NATIONAL AND INTERNATIONAL VERSION WITH TRANSLATION

Thursday, November 13, 2008

Japanese General Defends Revised Version of WWII

TOKYO - A former Japanese air force chief, removed from his post last month for writing an essay that says Japan was not an aggressor in World War II, is refusing to quietly fade away. Pugnaciously defending his version of Japan's role in a war that killed millions across Asia, Toshio Tamogami, 60, told parliament Tuesday that he does not see "anything wrong with what I wrote."

The ousted general's revisionism, together with revelations that 94 air force staff members may have written similar essays this year, has triggered demands in parliament for a full-scale investigation of the training given to military officers to determine if it is consistent with government policy, which states that Japan deeply regrets and apologizes for its wartime aggression.

Questions have been raised about officer training at the Joint Staff College, where Tamogami served as a commandant and personally revised the curriculum. Some of Japan's elite military leaders were trained at the college.

Members of parliament said Tuesday that Tamogami may have taught trainee officers to deny Japan's aggression in the war.

"I think there is a need for reeducation and for a complete examination inside the military," Tokushin Yamauchi, an opposition lawmaker, said during his questioning of Tamogami.

Tamogami was dismissed for writing, among other things, that Japan bombed Pearl Harbor because of a "trap" set by President Franklin D. Roosevelt. He also wrote that "many Asian countries take a positive view" of Japan's wartime role.

China and South Korea, the principal victims of Japan's brutality before and during the war, have voiced shock and anger over the general's claims. In parliament this week, Tamogami said he had no regrets. "I was fired after saying Japan is a good country," he said. "It seems a bit strange."

The affair of the noisily unapologetic general, whose views echo those of many prominent nationalists in Japan, is turning into a substantial political liability for Prime Minister Taro Aso, who must call a general election in less than a year. Before he became prime minister in September, Aso, 68, an elder in the ruling party, had made a series of statements that suggested his nationalist leanings. He upset the governments of North and South Korea by praising his country's 35-year colonial occupation of their peninsula, saying Japan did many good things there.

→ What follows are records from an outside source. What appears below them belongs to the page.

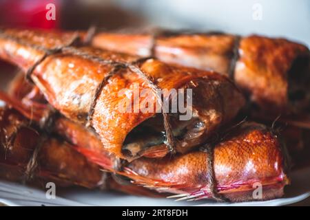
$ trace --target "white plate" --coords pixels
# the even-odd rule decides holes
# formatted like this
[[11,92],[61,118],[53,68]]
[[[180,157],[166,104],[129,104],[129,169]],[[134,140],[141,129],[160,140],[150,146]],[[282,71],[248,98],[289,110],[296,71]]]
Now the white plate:
[[285,198],[264,201],[229,204],[205,199],[176,202],[172,199],[154,199],[83,188],[56,189],[56,195],[55,199],[48,199],[43,190],[0,181],[0,202],[8,206],[285,206],[310,196],[310,168],[292,174],[292,185],[286,188]]

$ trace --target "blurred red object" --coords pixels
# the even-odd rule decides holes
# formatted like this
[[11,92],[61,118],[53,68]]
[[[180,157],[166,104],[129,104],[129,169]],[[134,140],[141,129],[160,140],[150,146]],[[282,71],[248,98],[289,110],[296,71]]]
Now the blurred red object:
[[[61,0],[1,0],[0,25],[10,28],[55,29],[59,28]],[[48,4],[54,4],[55,19],[48,20]]]

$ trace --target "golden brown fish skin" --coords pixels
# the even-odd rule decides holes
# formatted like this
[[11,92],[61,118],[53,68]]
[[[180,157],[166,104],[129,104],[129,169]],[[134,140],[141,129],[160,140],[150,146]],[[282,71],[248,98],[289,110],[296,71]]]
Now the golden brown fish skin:
[[[227,74],[235,38],[231,34],[158,36],[154,55],[164,62]],[[112,51],[148,56],[152,55],[152,36],[146,34],[98,33],[92,44]]]
[[[27,164],[42,137],[13,109],[1,107],[0,116],[0,178],[22,182],[26,178]],[[76,151],[76,146],[54,138],[47,138],[41,144],[38,168],[29,179],[30,184],[45,188],[45,183],[53,182],[61,187],[101,187],[132,195],[160,197],[138,186],[120,185],[108,173],[103,173],[99,165]]]
[[[26,34],[19,30],[6,32],[37,45],[41,45],[41,42],[45,41],[48,41],[48,44],[43,45],[49,49],[59,46],[60,41],[63,41],[64,45],[67,43],[65,41],[68,41],[67,38],[64,39],[64,36],[57,36],[54,33],[50,35],[48,33],[39,34],[34,32],[29,35],[30,37],[25,37]],[[73,34],[72,36],[74,36]],[[33,50],[16,42],[14,39],[0,36],[0,56],[18,65],[23,70],[30,67],[43,54],[39,50]],[[137,56],[91,47],[82,47],[80,50],[112,61],[132,62],[138,58]],[[200,82],[201,84],[211,85],[207,95],[213,96],[206,97],[204,94],[197,94],[196,96],[214,102],[203,102],[206,104],[204,106],[200,106],[200,103],[193,103],[194,109],[207,124],[205,135],[203,135],[205,138],[220,125],[229,122],[245,103],[242,94],[235,86],[226,77],[216,73],[168,65],[154,59],[142,62],[140,67],[161,89],[169,90],[186,87],[193,84],[193,81],[199,82],[198,85]],[[70,120],[85,123],[96,88],[112,68],[110,65],[99,64],[81,56],[65,53],[48,57],[36,68],[32,79],[56,109]],[[132,94],[134,83],[138,83],[140,89],[148,88],[136,74],[127,69],[121,69],[120,72],[120,74],[109,79],[108,83],[101,92],[94,107],[92,125],[101,137],[105,149],[117,157],[130,160],[130,157],[121,152],[126,135],[133,128],[155,113],[123,113],[117,111],[120,103],[124,100],[123,96],[119,97],[118,95],[121,89]],[[196,93],[196,87],[194,86],[194,94]],[[222,98],[218,98],[219,96]],[[140,99],[139,103],[134,104],[141,104],[142,100]],[[155,106],[154,96],[151,100]],[[214,106],[214,109],[209,111],[209,108]]]
[[[282,196],[289,182],[285,157],[277,137],[269,129],[257,123],[244,124],[214,147],[218,193],[231,201],[254,200],[254,184],[258,182],[263,187],[261,199]],[[137,183],[201,199],[210,196],[208,160],[207,153],[196,151],[163,160],[140,158],[125,169]]]
[[34,183],[47,178],[54,179],[63,186],[76,184],[94,188],[99,185],[102,172],[98,165],[88,162],[86,157],[64,142],[50,138],[41,143],[41,135],[32,128],[30,122],[21,114],[8,108],[2,107],[0,110],[2,177],[11,180],[23,180],[34,148],[41,144],[37,158],[39,168],[35,171]]
[[[236,36],[224,34],[180,33],[160,36],[156,41],[154,55],[164,62],[213,69],[227,75],[231,66],[236,41]],[[152,42],[150,34],[99,33],[92,44],[115,52],[147,56]],[[289,100],[289,85],[293,81],[291,78],[298,77],[295,76],[298,74],[309,93],[306,85],[310,83],[310,52],[307,47],[283,38],[251,35],[241,38],[238,48],[240,57],[234,69],[234,80],[262,111],[289,114],[304,111],[309,107],[309,97],[296,107]],[[308,70],[290,71],[300,58],[307,60],[304,62],[308,63]]]
[[[306,106],[298,107],[300,109],[293,109],[289,99],[291,78],[303,74],[300,76],[300,88],[302,84],[305,87],[306,83],[310,82],[310,68],[304,73],[290,71],[298,58],[307,59],[307,63],[310,63],[308,48],[282,38],[253,35],[241,40],[239,51],[240,56],[234,79],[236,85],[249,94],[251,100],[265,111],[274,113],[288,113],[294,110],[300,112],[309,107],[308,102],[304,103]],[[309,86],[302,89],[309,91]],[[307,100],[309,102],[309,99]]]
[[[139,158],[125,164],[123,166],[124,171],[118,171],[113,170],[115,168],[105,167],[108,164],[103,164],[102,158],[98,160],[98,155],[101,154],[96,150],[101,148],[101,142],[92,141],[92,134],[90,133],[90,143],[85,144],[83,140],[86,138],[86,134],[83,133],[85,129],[81,124],[70,122],[68,119],[63,121],[66,122],[56,126],[55,132],[59,132],[60,136],[65,136],[70,142],[81,144],[73,146],[67,144],[66,146],[70,146],[72,150],[77,149],[90,161],[99,164],[104,169],[130,177],[135,184],[145,185],[160,192],[187,193],[186,198],[195,199],[211,196],[208,182],[209,166],[207,164],[209,159],[207,153],[196,151],[162,160]],[[61,120],[56,122],[56,124],[61,123]],[[67,129],[63,128],[65,126],[68,126]],[[285,169],[286,151],[284,148],[280,148],[277,137],[265,126],[249,122],[225,132],[225,135],[226,136],[214,147],[215,184],[218,192],[231,201],[253,200],[254,184],[258,182],[263,187],[262,199],[281,197],[283,187],[288,184],[289,179]],[[79,140],[80,138],[82,140]],[[96,144],[99,146],[96,146]],[[88,151],[88,148],[92,151]],[[63,154],[68,155],[67,153]],[[57,153],[56,155],[57,158],[61,157]],[[53,158],[52,157],[52,160]],[[111,158],[107,157],[105,160]],[[114,160],[110,164],[113,162]],[[132,190],[131,188],[122,188]],[[140,191],[140,189],[137,190]]]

As foreign minister in 2006, Aso annoyed China by suggesting that Japan's emperor should visit Yasukuni, the shrine in Tokyo where convicted war criminals are honored along with 2.5 million war dead. Documents have surfaced in recent years showing that during the war, Aso's family's cement business used thousands of Korean, Chinese, Australian, British and Dutch prisoners as slave laborers. Asked about the matter in September, Aso said that he was 5 years old when the war ended and that in his work at Aso Cement, he had "never been involved in this issue."

Aso moved quickly to rid his government of Tamogami, who was demoted within hours of his essay's appearance on a Web site Oct. 31. The Defense Ministry, however, said it could not fire Tamogami outright - and deny him a $600,000 retirement bonus - without waiting several weeks for paperwork to be processed. So it allowed him to retire with the bonus. Demands are growing, even within Aso's ruling party, for the government to withhold the money.

Tamogami will have none of it. He told parliament Tuesday he has no intention of voluntarily giving back his retirement bonus, which has yet to be paid to him.

Since the general was forced out, an investigation by the Defense Ministry has found that his office encouraged air force officers across Japan to participate in the $30,000 essay contest that Tamogami ended up winning. The theme of the contest, which was sponsored by a longtime friend of the general's, was "The True Perspective of Modern History."

Sixty-three entrants were air force staff from Komatsu Air Base, where Tamogami was formerly a commander. It is not yet known if those essays also expressed revisionist views of the war.

In the past week, Defense Minister Yasukazu Hamada has apologized to parliament for educational material used in navy training. Since the end of World War II, the training information said, "Our nation has been gripped in the belief that we are an inferior race."

Under Prime Minister Shinzo Abe, who served one year before abruptly quitting in September 2007, Japan backed away from its previous apologies to the "comfort women," the term used for the 50,000 to 200,000 Asian women forced by the Japanese government into brothels before and during World War II.

Abe, who had strong support in the nationalist wing of the ruling party, said there was no documentation proving that the Japanese military coerced Asian women into becoming prostitutes. His statements pushed the U.S. House of Representatives to pass a resolution calling on Japan to apologize for its treatment of the sex slaves.

Studies by the Japanese government itself have uncovered more than 100 documents showing Japanese military involvement in the building of brothels and the recruitment of women, according to a 2006 report by the Congressional Research Service.

Also under Abe, the government tried to whitewash the history of the war as taught in Japanese public schools. In 2007, the Education Ministry deleted references in textbooks to orders by the Japanese military in 1944 that civilians in Okinawa commit mass suicide rather than surrender to invading U.S. forces.

Courts in Japan have since recognized the military's role in wartime mass suicides on the island, and textbooks have been rewritten to acknowledge that fact.